Inside the restored Roundhouse at Hazelwood Green, a building that once serviced locomotives for the sprawling J&L Steel mill along the Monongahela River, the University of Pittsburgh celebrated a milestone in late April that says something important about how Pittsburgh's next economy is being built. The first cohort of the Pitt Life Sciences Bridge Program, a paid workforce development initiative designed specifically for Greater Hazelwood residents without college degrees, had just graduated. For the people in that room, it was a door that wasn't there before.
"People here in Greater Hazelwood were unfamiliar with the field of life sciences," said Heidi Ward, who leads Pitt's Greater Hazelwood Neighborhood Commitment and has lived in the community for years. "Individuals didn't feel confident committing to months of training or enrolling in postsecondary education if they didn't know if it was the right fit for them." The 50-hour Bridge Program was built to solve exactly that problem, introducing participants to careers in biotechnology and life sciences, then connecting them to training pipelines, educational pathways, and employment opportunities with partners like BioForge.
BioForge: Where the Jobs Are
BioForge, the biomanufacturing facility being built at Hazelwood Green, is the anchor for much of this workforce ambition. Ian Johnson, BioForge's director of life sciences and a Pittsburgh native who graduated from Pitt's College of Arts and Sciences in 2015, describes what his organization does with characteristic directness: they take "really cool science" and make it into something manufacturable, "so that it impacts people immediately." Among BioForge's active projects are a platform called "Furnace," an mRNA brokerage system developed partly in response to lessons from the COVID-19 pandemic, and collaborations involving microneedle patch technology from Pitt-connected researchers. One startup, Panther Life Sciences, found BioForge's resources compelling enough to relocate its operations to Pittsburgh entirely.
BioForge's permanent facility remains under construction at Hazelwood Green, but the work of building a pipeline of trained local talent is well underway. Ward and Johnson have worked together to ensure that as the facility scales, it draws from the neighborhood on its doorstep rather than importing talent from elsewhere. "How do we make sure that the innovation that's happening on this street actually opens doors for the people who live on the next street over?" Ward said at the April speaker event. That question has driven much of the Bridge Program's design.
"This building is a metaphor for what's possible when research, industry and neighborhood partnerships all work together to shape Pittsburgh's next chapter."
Heidi Ward, Director, Pitt Greater Hazelwood Neighborhood Commitment
A 25-Year Partnership Deepens
Pitt has maintained a presence in Greater Hazelwood for more than a quarter century, but the arrival of BioForge prompted the University to expand its commitment in concrete and measurable ways. Beyond the Bridge Program, Pitt's engagement in the neighborhood now spans middle school biotechnology education, public science events, health screenings, and environmental monitoring initiatives co-designed with local residents. That last piece, Rosta Farzan, an associate dean for engaged scholarship in Pitt's School of Computing and Information Sciences, explained at the same panel, is essential. One initiative centered on air quality asked community members to help identify sensor locations and participate in public education, turning a research project into a genuine collaboration. "That is actually how we learn a lot about how to best solve these problems," Farzan said, "and build technologies that are actually better for everyone."

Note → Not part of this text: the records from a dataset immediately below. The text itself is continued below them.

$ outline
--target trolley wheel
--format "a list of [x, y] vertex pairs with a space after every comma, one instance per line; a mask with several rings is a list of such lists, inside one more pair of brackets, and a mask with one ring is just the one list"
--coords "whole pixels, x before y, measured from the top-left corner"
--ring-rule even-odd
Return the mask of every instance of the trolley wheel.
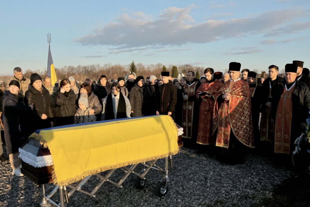
[[165, 188], [166, 182], [167, 182], [166, 180], [159, 181], [156, 186], [155, 192], [156, 194], [160, 197], [162, 197], [166, 195], [169, 189], [168, 186], [167, 187], [166, 189]]
[[136, 179], [136, 189], [143, 189], [145, 187], [146, 179], [143, 179], [139, 176], [137, 176]]

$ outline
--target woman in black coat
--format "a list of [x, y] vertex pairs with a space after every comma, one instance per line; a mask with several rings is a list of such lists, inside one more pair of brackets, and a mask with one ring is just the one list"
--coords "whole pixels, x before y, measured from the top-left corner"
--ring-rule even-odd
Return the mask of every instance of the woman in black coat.
[[144, 78], [139, 76], [136, 79], [136, 84], [131, 88], [129, 94], [129, 101], [131, 106], [132, 117], [142, 116], [142, 105], [143, 104], [143, 85]]
[[38, 129], [52, 127], [54, 117], [50, 93], [42, 85], [41, 77], [33, 73], [30, 77], [30, 81], [24, 99], [25, 104], [33, 104], [35, 109], [31, 116], [31, 125], [28, 127], [29, 135]]
[[55, 107], [55, 124], [57, 126], [72, 124], [76, 111], [75, 94], [71, 89], [70, 81], [64, 79], [55, 94], [53, 104]]
[[184, 102], [183, 99], [183, 94], [184, 92], [184, 83], [186, 83], [186, 81], [184, 79], [186, 78], [185, 77], [182, 77], [181, 79], [182, 85], [179, 83], [177, 79], [173, 80], [173, 85], [177, 88], [177, 101], [175, 111], [175, 121], [179, 126], [182, 126], [182, 110], [183, 104]]
[[102, 75], [99, 78], [98, 83], [94, 87], [94, 93], [98, 97], [100, 104], [102, 105], [103, 99], [111, 93], [111, 88], [107, 76]]
[[20, 173], [21, 162], [18, 158], [18, 148], [27, 140], [25, 123], [33, 109], [31, 105], [26, 106], [22, 102], [23, 95], [19, 93], [20, 85], [17, 80], [10, 83], [9, 90], [3, 95], [3, 113], [4, 116], [4, 138], [7, 145], [7, 153], [9, 155], [12, 175], [23, 176]]

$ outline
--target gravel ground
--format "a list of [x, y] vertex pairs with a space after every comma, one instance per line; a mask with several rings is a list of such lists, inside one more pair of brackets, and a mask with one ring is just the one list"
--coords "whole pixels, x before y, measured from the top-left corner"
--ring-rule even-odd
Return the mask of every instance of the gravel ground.
[[[154, 190], [163, 174], [153, 170], [147, 175], [143, 190], [136, 189], [136, 177], [131, 174], [122, 188], [106, 182], [95, 198], [76, 192], [67, 206], [306, 206], [310, 203], [305, 178], [274, 164], [268, 158], [247, 153], [245, 163], [231, 166], [196, 151], [183, 147], [173, 157], [169, 191], [163, 197], [157, 197]], [[159, 161], [160, 166], [163, 166], [164, 160]], [[8, 162], [1, 163], [0, 168], [0, 206], [39, 206], [39, 187], [25, 176], [12, 176]], [[122, 173], [117, 170], [111, 180], [118, 181]], [[91, 191], [98, 181], [93, 176], [82, 189]], [[46, 185], [46, 191], [53, 188]], [[55, 194], [54, 199], [58, 200], [58, 196]]]

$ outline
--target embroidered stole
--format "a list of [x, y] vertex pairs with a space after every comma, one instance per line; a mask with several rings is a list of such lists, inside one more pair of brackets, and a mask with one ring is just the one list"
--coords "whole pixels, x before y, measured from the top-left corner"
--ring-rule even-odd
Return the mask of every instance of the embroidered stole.
[[295, 86], [288, 90], [286, 85], [278, 105], [276, 118], [274, 152], [290, 154], [292, 117], [293, 115], [292, 93]]

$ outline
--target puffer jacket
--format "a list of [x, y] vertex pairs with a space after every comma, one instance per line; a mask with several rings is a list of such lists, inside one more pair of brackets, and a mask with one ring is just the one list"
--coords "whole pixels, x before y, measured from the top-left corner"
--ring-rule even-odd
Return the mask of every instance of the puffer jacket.
[[[34, 109], [32, 115], [29, 117], [31, 121], [27, 123], [29, 134], [37, 129], [50, 127], [51, 122], [53, 121], [54, 114], [50, 93], [44, 86], [42, 85], [42, 88], [41, 93], [33, 86], [29, 84], [28, 90], [25, 93], [25, 104], [27, 106], [33, 104]], [[47, 116], [46, 119], [41, 118], [43, 114]]]
[[52, 106], [50, 101], [50, 93], [43, 85], [42, 93], [34, 88], [33, 86], [29, 84], [28, 90], [25, 92], [24, 102], [27, 105], [33, 104], [34, 113], [36, 113], [37, 118], [41, 119], [42, 115], [45, 114], [47, 118], [54, 117]]
[[27, 141], [26, 120], [31, 113], [31, 108], [23, 103], [23, 95], [12, 94], [6, 91], [3, 99], [4, 138], [8, 155], [18, 152], [18, 148]]
[[98, 99], [97, 96], [92, 93], [87, 98], [89, 108], [93, 109], [96, 114], [100, 114], [102, 111], [102, 105]]
[[96, 121], [97, 117], [94, 115], [90, 115], [89, 110], [91, 108], [89, 107], [86, 110], [83, 110], [79, 108], [74, 115], [73, 119], [73, 124], [82, 124]]
[[76, 108], [75, 100], [75, 94], [72, 89], [69, 92], [68, 97], [59, 91], [55, 94], [53, 104], [56, 126], [72, 124], [73, 123], [73, 116]]
[[143, 104], [143, 87], [136, 84], [132, 87], [129, 94], [129, 101], [133, 111], [132, 117], [142, 116], [142, 106]]

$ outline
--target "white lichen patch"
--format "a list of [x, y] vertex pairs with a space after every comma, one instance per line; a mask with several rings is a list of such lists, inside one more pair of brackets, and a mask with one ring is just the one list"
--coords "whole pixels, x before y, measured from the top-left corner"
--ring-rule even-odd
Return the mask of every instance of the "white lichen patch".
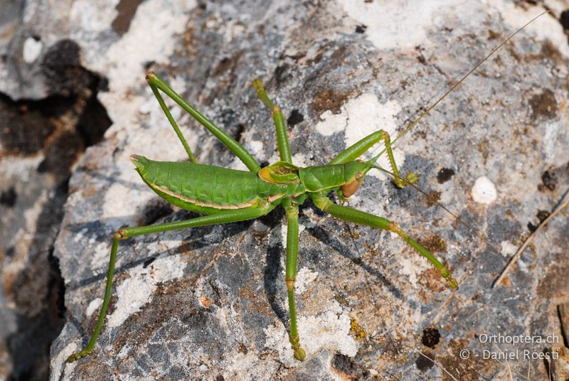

Vice Chancellor for External Relations Lina Dostilio framed the work in terms of Pitt's broader institutional identity. "We are a partner in solving the real problems that folks are facing," she said at the April gathering. "It means we are showing up every day to expand workforce development opportunities, and our research is opening new doors." The Roundhouse itself has become a symbol of that commitment. What was once an industrial relic is now a modern coworking and event space, an anchor for the innovation ecosystem taking shape around it and a venue for exactly the kind of conversation Pitt, BioForge, and Greater Hazelwood residents are having.
For Pittsburgh, the story of Hazelwood Green has always been about what comes after steel. With a research university, a growing biomanufacturing facility, and a workforce pipeline that starts in the community itself, that question now has some compelling early answers. The first Bridge Program graduates are proof of concept, and more cohorts are in the pipeline.